Monday, February 6, 2012

Seven Steps to Better Brainstorming

By Virgil Carter
Organizations thrive on good ideas.  Yet many attempts at brainstorming are unsuccessful.  You can boost the odds that your organization will generate better ideas—and act on them—by asking better questions.

Kevin Coyne and Shawn Coyne write on brainstorming in a recent McKinsey Quarterly issue.  “Brainsteering” is their term for improving on brainstorming, which seems to be so difficult in so many organizations.  Here are their “Brainsteering” criteria:

Know your organization’s decision-making criteria:  One reason good ideas hatched in corporate brainstorming sessions often go nowhere is that they are beyond the scope of what the organization would ever be willing to consider.  Managers hoping to spark creative thinking in their teams should therefore start by understanding the real criteria the company will use to make decisions about the resulting ideas.  The goal is a “fistful of ideas that are practical, affordable and profitable within one fiscal year” is an example of specific real criteria.


Ask the right questions:  Decades of academic research shows that traditional, loosely structured brainstorming techniques are inferior to approaches that provide more structure.  “The best way we’ve found to provide it is to use questions as the platform for idea generation”, the authors note.  In practice this means building your workshop around a series of “right questions” that your team will explore in small groups.


Choose the right people:  This rule is simple:  pick people who can answer the question you’re asking.  Choose people with firsthand, “in the trenches: knowledge.


Divide and conquer:  To ensure fruitful discussions, don’t have your participants hold one continuous, rambling discussion among the entire group for several hours.  Instead, have them conduct multiple, discrete, highly focused idea generation sessions among subgroups of 3-5 people, focusing on a single question for 30 minutes.  Isolate the “idea crushers” in their own subgroup.  Take the 15-20 questions you prepared earlier and divide them among the subgroups, about 5 question each.

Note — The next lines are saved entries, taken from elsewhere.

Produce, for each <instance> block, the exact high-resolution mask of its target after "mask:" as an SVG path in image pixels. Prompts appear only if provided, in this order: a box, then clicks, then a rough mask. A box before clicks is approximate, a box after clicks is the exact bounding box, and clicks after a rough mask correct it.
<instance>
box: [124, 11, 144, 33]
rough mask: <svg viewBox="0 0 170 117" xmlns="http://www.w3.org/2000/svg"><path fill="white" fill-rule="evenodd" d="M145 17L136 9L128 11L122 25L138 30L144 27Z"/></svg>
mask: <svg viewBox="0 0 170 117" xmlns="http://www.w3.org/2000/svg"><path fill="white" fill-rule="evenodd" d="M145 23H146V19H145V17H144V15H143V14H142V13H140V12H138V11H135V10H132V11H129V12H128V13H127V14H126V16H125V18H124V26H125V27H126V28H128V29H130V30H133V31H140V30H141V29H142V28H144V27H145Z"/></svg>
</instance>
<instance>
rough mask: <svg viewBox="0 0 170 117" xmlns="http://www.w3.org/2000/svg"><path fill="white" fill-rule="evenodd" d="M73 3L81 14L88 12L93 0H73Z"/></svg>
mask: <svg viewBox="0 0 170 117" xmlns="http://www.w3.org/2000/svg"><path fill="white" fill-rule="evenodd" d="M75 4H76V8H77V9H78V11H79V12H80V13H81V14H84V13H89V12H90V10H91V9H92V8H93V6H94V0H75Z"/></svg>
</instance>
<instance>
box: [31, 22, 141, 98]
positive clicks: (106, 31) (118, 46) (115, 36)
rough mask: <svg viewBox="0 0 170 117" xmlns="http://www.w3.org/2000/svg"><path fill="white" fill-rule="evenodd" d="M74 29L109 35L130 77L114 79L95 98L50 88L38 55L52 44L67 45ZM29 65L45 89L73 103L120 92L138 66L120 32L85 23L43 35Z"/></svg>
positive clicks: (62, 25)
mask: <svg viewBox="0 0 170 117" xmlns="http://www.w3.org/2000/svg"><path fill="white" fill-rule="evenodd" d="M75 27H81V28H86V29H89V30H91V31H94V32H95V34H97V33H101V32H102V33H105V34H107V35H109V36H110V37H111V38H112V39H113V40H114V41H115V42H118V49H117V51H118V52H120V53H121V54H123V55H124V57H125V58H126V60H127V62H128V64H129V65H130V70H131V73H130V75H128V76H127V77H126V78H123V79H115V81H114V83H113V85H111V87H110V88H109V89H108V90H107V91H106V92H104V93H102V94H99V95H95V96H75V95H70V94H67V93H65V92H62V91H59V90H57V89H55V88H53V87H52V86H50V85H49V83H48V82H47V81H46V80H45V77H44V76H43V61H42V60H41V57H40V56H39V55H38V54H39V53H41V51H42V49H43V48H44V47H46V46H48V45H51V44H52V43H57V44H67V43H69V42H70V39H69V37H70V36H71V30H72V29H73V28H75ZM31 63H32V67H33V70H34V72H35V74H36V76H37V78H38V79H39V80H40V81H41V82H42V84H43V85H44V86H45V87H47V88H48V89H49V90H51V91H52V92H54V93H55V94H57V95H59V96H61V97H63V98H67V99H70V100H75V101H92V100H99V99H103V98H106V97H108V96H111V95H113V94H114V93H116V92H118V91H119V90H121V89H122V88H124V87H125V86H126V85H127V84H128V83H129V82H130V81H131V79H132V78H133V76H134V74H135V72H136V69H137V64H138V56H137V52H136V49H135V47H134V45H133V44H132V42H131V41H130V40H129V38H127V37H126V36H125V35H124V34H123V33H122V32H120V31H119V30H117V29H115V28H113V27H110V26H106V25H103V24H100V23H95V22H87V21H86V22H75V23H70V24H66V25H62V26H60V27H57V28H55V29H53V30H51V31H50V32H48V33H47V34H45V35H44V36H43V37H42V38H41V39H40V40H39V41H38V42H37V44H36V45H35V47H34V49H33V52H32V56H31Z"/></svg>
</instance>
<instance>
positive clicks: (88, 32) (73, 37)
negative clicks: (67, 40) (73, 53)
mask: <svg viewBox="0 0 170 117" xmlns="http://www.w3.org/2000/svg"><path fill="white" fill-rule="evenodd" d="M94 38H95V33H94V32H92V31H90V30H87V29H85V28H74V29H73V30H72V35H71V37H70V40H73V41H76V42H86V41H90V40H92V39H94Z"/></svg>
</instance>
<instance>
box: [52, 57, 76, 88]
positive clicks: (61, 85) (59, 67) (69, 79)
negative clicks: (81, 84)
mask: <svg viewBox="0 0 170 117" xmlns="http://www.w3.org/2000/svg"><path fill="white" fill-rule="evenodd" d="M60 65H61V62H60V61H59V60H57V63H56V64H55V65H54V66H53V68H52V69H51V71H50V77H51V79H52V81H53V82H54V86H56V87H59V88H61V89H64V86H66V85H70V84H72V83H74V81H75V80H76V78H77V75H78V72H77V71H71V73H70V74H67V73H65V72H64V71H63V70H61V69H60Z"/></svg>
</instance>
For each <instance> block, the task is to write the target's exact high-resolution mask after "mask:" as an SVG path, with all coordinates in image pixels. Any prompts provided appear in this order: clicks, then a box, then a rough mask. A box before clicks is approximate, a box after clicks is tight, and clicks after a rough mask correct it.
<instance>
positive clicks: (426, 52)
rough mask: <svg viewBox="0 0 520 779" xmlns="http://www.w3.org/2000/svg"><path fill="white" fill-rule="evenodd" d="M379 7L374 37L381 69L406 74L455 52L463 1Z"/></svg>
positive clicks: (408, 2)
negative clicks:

Ready, set, go:  Before dividing into subgroups, orient them about expectations about what they will—and won’t—accomplish.  Thoughtfully consider and discuss a single question for 30 minutes.  Prepare your groups for the likelihood that when a subgroup attacks a question, it might generate only 2-3 worthy ideas.  Urge your participants to preserve through the initial 5 minutes and get past the “typical brainstorming” reactions.


Wrap it up:  By day’s end, a typical subgroup has produced perhaps 15 interesting ideas.  Don’t have the full group choose “best ideas” from the pile.  Instead, have each group privately narrow its own list of ideas to a top few and share all the leading ideas with the full group to motivate and inspire participants.  Don’t try to pick a winner!  Close with a description of what steps will be taken to choose winning ideas and how they will learn of final decisions.

Follow up quickly:  Decisions and follow-up activities should be quick and thorough.  Close the loop with participants and make sure to communicate the results of the decisions quickly to everyone involved, even when an idea was rejected. 

“Scrap traditional brainstorming techniques,” urge the authors, and “use more focused, question-based approaches”, enabling senior managers to consistently coax better ideas from their teams.